When possible built-in blocks should have a menu item "how this could have been implemented in Snap!"

For example, in older versions of Snap! one could load a library and click edit on the map block and see:

image

This was pedagogically and practically important. One could learn Snap! programming by looking at how it could have been implemented and if one is trying to define some variant this could be a good place to start.

Yes, our plan is to have an "Edit" option for primitives that could be written in Snap!, and when you open it, you get code with a transformed name, something like .MAP or whatever, so that editing doesn't delete the fast version.

Couldn't all of the blocks be rewritten?

I'm probably not understanding what you mean, but I'll try and we'll see...

Imagine the Snap! editor, but with no primitive blocks at all. Now you want to write, I don't know, MOVE ( ) STEPS. You click Make a Block, fire up a Block Editor, and... then what? If nothing is primitive, what are you going to drag into the definition?

Maybe you meant, "if we take Snap! and just delete one primitive, couldn't we always find a way to define it in terms of the others?" And the answer is yes, in principle, as long as you have Ringify and you have the CALL block, you can compute any function.

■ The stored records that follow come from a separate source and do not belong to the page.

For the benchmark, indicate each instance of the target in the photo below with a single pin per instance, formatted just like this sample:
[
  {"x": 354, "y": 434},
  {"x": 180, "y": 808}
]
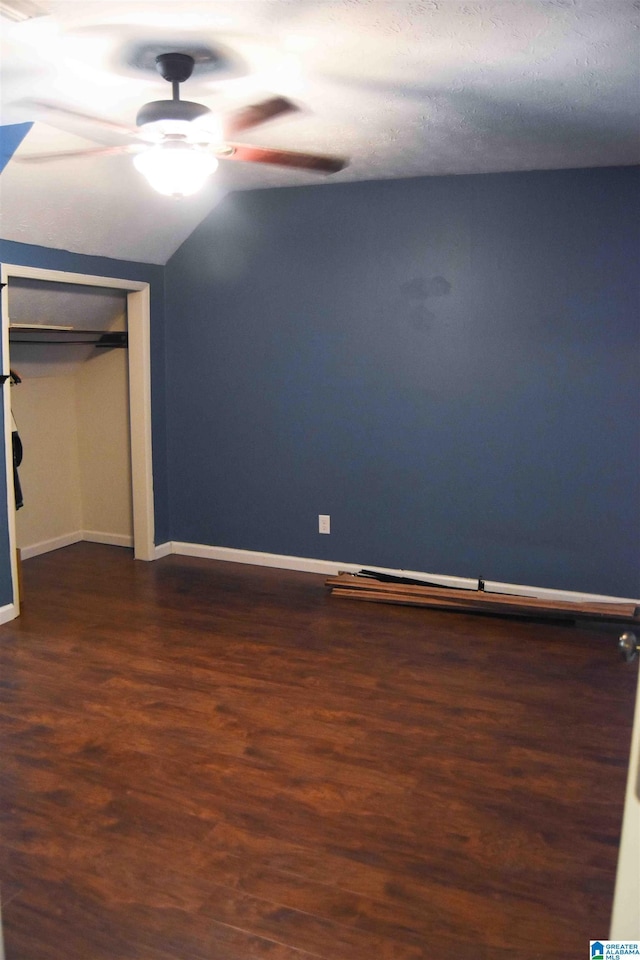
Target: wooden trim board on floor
[{"x": 477, "y": 601}]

(User interface things are less amenable to redefinition. How are you going to implement SHOW VARIABLE, for example? Stage watchers aren't first class data, so it's not easy. I guess you could use the new first class costumes stuff to draw a watcher, pixel by pixel, but you wouldn't want to.)

Even for functions, though, you really don't want to have to define trig functions, for example, starting with nothing but lambda.

If the only blocks left were these, then you would be able to recreate all the others:

  • Javascript function
  • Call
  • Variables (for custom block inputs and upvars)
  • Rings (for built-in ones, like the input to the Call block)

Well yes, but that's sort of cheating. The original context of this thread was talking about the pedagogic virtue to seeing things like MAP written in terms of "more primitive" primitives. There's nothing particularly pedagogic about seeing the Javascript implementation.

I agree that there is much less pedagogic value in seeing the JavaScript but I think for some users there is some value. On a perhaps only related topic, is there any performance disadvantage to blocks defined by JavaScript functions and those defined in the Snap! source code?

I recall a large project Alan Kay was doing where everything could be edited even if it meant getting into successively lower-level computational constructs that were harder to understand. Could all primitives be implemented as JavaScript blocks without a performance hit?

There's a tiny cost, because each procedure call becomes two calls, one to the Snap! wrapper and one to the underlying JS code. I don't know whether it'd be noticeable. More problematic is that it's tricky for JS code to call Snap! code; we can do it, as in the new primitive HOFs, but it would be a pain to do it for every call from one primitive to another.